From the beginning, our vision was to create a school destined for all Children of God, mainly Palestinian Arabs, Christians, and Muslims. Whenever possible, Jewish students are included as well. We wanted the school to be distinguished by creating unity within the diversity of affiliation. Father Chacour continues repeating that we are born babies with the same identity, being created in the image and on the like of God. And we educate our children with readiness to discover in the other a brother and never to look for the enemy in our neighbors much as for the potential friendship.
Father Chacour constantly asks from the students and the body of teachers, whenever they see him, whether on campus or off campus, to give him a "smile of hope." Being together, we are not household and guests; we are all partners in protecting our dignity and building a human future for all of us. We want our new generation to be considered part of a whole, and each part is vital to the others. Our young people must understand that hatred, madness, ignorance, and agony spell destruction. We want our young people to work for construction. It is hard to achieve because you need reconciliation, sacrifice, compassion, love, and vision. Vision without actions is a daydream. Actions without vision are a nightmare. Construction is not easy, but it is the way of Christ. Jesus sacrificed himself to show us the way of love and compassion.
We are all born babies
People are not born Christian, Jew, Muslim, American, German, Mexican, or a police or military person. Everyone is just born a baby in the image and likeness of God. When we meet someone hostile towards us, we must remember that we face a father, son, daughter, wife, mother, sister, or brother who is a human being just as we are. Treating people with respect, dignity, and love gives them a chance to put their hostility aside and show respect for others.

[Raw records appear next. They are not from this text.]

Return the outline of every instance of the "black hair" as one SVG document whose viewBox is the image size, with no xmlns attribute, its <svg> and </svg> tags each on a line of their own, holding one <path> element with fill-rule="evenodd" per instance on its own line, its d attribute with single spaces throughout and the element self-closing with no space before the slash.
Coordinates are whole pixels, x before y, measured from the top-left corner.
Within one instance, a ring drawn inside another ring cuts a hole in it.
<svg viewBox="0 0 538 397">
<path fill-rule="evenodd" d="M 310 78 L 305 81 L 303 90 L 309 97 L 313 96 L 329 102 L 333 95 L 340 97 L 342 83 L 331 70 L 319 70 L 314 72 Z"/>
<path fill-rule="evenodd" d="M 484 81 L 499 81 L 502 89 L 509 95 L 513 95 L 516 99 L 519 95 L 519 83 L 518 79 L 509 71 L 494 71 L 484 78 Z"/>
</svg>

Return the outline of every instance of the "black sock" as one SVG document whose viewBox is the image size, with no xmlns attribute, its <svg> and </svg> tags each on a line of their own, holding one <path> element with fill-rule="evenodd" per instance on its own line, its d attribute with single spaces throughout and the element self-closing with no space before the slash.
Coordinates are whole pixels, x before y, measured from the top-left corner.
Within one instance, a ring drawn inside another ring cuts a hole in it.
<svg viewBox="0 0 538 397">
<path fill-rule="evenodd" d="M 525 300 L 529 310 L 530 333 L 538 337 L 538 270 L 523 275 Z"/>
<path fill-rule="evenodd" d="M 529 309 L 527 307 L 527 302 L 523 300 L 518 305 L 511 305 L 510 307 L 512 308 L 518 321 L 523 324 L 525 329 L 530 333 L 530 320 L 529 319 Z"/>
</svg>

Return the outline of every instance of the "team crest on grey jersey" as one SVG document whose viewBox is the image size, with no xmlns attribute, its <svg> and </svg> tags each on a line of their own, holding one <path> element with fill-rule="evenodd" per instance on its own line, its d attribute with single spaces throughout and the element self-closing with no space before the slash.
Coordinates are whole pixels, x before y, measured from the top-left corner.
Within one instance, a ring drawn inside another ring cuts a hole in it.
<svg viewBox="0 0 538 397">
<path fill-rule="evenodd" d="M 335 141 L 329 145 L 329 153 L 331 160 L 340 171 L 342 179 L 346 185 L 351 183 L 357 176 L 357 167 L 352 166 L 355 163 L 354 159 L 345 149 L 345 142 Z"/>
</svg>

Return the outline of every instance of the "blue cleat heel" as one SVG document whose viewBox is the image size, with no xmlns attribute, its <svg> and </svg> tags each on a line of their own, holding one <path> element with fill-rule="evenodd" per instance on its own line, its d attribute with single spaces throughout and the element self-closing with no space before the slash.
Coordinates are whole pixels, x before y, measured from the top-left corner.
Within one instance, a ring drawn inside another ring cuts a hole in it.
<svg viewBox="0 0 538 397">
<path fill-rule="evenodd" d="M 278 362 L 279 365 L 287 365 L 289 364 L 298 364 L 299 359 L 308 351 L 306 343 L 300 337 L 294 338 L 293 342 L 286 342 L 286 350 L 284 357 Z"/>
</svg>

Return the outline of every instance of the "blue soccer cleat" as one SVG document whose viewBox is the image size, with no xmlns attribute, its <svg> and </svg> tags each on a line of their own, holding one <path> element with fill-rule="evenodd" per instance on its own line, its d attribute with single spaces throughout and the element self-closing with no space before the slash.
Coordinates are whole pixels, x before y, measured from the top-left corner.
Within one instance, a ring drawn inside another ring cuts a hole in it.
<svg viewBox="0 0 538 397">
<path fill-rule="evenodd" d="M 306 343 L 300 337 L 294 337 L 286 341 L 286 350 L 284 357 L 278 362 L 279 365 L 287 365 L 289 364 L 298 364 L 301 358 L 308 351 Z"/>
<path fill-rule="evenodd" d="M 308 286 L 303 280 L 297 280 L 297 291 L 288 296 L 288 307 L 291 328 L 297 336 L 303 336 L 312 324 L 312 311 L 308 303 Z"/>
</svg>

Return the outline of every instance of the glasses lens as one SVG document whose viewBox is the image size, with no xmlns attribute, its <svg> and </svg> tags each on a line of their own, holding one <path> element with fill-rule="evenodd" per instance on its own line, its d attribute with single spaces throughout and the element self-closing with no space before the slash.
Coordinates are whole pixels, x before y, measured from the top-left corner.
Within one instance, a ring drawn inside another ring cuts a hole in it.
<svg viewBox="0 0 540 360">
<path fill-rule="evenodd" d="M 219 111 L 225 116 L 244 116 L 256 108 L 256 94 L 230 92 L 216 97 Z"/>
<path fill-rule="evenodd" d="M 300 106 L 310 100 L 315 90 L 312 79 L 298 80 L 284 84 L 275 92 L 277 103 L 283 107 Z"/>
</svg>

Mar Elias Educational Institutions include a kindergarten, elementary, junior high, and high school. The institution is under the direction of a Board which includes the founder and retired archbishop Elias Chacour. The institutions are located in Ibillin, an Arab village in northern Israel. Arab students from all over Galilee gather at the institutions. The Institution serves Muslim (60%) and Christian (40%) students while extending an invitation to students of other religions.
The institution is a secular school, started as a high school and a kindergarten in the early 1980s.
Mar Elias has become a shining beacon of hope for all people of the Holy Land and worldwide. MEEI was the inspiration of Father Elias Chacour, who also served as the Archbishop of the Melkite Catholic Church of Akko, Haifa, Nazareth, and all Galilee from 2006 until his retirement in 2014. In 1965, when Father Chacour became the parish priest of St. George Melkite Catholic Church in Ibillin, he realized that the future of the villagers in Ibillin, the citizens of the state of Israel, and indeed all of God's children in the Holy Land, would depend on educating the young in the ways of peace, reconciliation, respect, and justice.
Father Chacour thus began his life's work to build schools to educate children of all ethnic and religious backgrounds based upon these principles. That vision is now alive in the schools of Ibillin for more than 3,000 students and faculty of Christian, Jewish, Muslim, and Druze heritage, who study and teach together as one community of learning and service. The amazing growth of MEEI from a few students to more than 3,000 in just a few years reminds us of Jesus' miracle of transforming a few loaves of bread and fish into enough for 5,000 to be fed.
The total enrollment is close to 2,500 students, of which 1,000 are in high school. High school students from a 50-mile radius attend school. The high school is among the top-ranked schools in all of Israel. Archbishop Chacour arrived in the village of Ibillin upon his appointment as the Abuna for the St. George Melkite Catholic Church by the then Archbishop of the Diocese of Haifa, Akko, Nazareth and all of Galilee in 1962. One of his first concerns was the children's education, knowing that future opportunities would be minimal without education. First came a library, summer camps, then a nursery school and kindergarten, then the high school, and finally the grammar school, which eventually became grades 1 through 8. In 2004, a new elementary school building was opened. The Middle School is located in the building formerly the high school, a short distance from the elementary school.